The Social Impact of Economic Reforms

With the results of the runoff election, the country is entering a phase of transition that coincides with an economic outlook marked by projections from international organizations indicating a progressive deterioration. This scenario calls for reflection on the underlying macroeconomic dynamics, highlighting the need for policies that balance fiscal stabilization with the mitigation of social impacts.
At the beginning of 2025, the World Bank (WB) projected economic growth for Bolivia at 1.5% for 2025, 2026, and 2027. In April, the Economic Commission for Latin America and the Caribbean (ECLAC) estimated growth at 1.8% for 2025. Meanwhile, the International Monetary Fund (IMF) forecast growth of 1.1% for 2025 and 0.9% for 2026, with inflation projected at 15.1% for 2025. Early estimates from Fitch Ratings also indicated growth below 1% for the 2025–2027 period.

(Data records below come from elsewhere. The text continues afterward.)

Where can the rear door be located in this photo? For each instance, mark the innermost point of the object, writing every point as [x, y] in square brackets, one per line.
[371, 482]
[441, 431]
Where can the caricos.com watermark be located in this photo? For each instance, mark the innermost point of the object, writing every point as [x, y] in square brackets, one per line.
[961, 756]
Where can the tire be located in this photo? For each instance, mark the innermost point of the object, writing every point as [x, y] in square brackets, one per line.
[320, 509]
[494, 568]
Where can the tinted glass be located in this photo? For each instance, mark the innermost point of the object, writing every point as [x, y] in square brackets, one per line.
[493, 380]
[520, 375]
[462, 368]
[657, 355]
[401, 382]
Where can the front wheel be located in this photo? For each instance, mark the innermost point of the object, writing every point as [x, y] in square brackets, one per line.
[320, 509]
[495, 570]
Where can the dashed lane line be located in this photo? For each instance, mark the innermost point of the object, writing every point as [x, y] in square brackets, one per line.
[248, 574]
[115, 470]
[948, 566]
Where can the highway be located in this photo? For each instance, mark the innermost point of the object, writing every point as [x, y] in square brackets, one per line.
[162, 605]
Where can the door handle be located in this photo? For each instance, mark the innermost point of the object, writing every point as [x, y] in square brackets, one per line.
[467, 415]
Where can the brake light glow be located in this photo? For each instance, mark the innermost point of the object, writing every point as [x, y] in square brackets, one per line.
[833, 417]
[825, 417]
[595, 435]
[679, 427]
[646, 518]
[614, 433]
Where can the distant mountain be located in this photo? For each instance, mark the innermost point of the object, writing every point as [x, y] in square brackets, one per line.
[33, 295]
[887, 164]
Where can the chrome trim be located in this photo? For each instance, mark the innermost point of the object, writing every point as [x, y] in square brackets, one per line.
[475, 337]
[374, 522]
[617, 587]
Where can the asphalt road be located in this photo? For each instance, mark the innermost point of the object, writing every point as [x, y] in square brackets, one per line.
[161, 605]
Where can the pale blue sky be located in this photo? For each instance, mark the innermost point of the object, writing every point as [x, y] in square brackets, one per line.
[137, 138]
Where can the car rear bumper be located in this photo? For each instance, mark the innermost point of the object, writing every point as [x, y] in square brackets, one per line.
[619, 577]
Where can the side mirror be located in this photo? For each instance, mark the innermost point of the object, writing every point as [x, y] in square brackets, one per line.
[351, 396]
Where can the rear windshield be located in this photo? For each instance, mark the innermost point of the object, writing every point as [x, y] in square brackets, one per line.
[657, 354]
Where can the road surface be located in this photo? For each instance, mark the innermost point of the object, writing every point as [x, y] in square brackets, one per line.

Although conservative, these projections reflected an economy that was still expanding despite structural and political challenges. However, they subsequently deteriorated. In April, the WB reduced its estimate to 1.2% for 2025, and in June ECLAC adjusted its projection to 1.5%. At the same time, the IMF raised its inflation forecast to 15.6% for 2025 and 16.8% for 2026. In July, Fitch Solutions revised its forecasts downward to -1.0% for 2025 and -0.3% for 2026. The most significant turning point came in October, when the WB updated its outlook to -0.5% for 2025, -1.1% for 2026, and -1.5% for 2027.
In this context, policy reforms such as the gradual elimination of hydrocarbon subsidies and the flexibilization of the exchange rate are presented as alternatives to restore economic balance. Fuel subsidies have primarily benefited sectors such as agribusiness, mining, and transportation by reducing diesel costs and keeping prices low. Similarly, the fixed exchange rate has favored importers and sectors such as manufacturing by maintaining the value of the currency and making imports cheaper.
However, the implementation of these reforms entails considerable challenges. Eliminating subsidies could lead to higher prices for basic goods, such as food and transportation, disproportionately affecting low-income households, which allocate a large share of their resources to these items. Likewise, flexibilizing the exchange rate could trigger a currency devaluation, increasing the cost of imports and, consequently, inflation.
For these reforms to be effective, it is essential to complement them with measures that mitigate the high social and political costs involved. For example, targeted cash transfers based on vulnerability criteria can help offset the loss of purchasing power among the population. Additionally, promoting inclusive dialogue with affected sectors is crucial to prevent potential conflicts. Only a balanced approach between economic reforms and social assistance will ensure a sustainable future, as economic progress should be measured not only in figures and economic indicators, but also in the collective well-being of the population.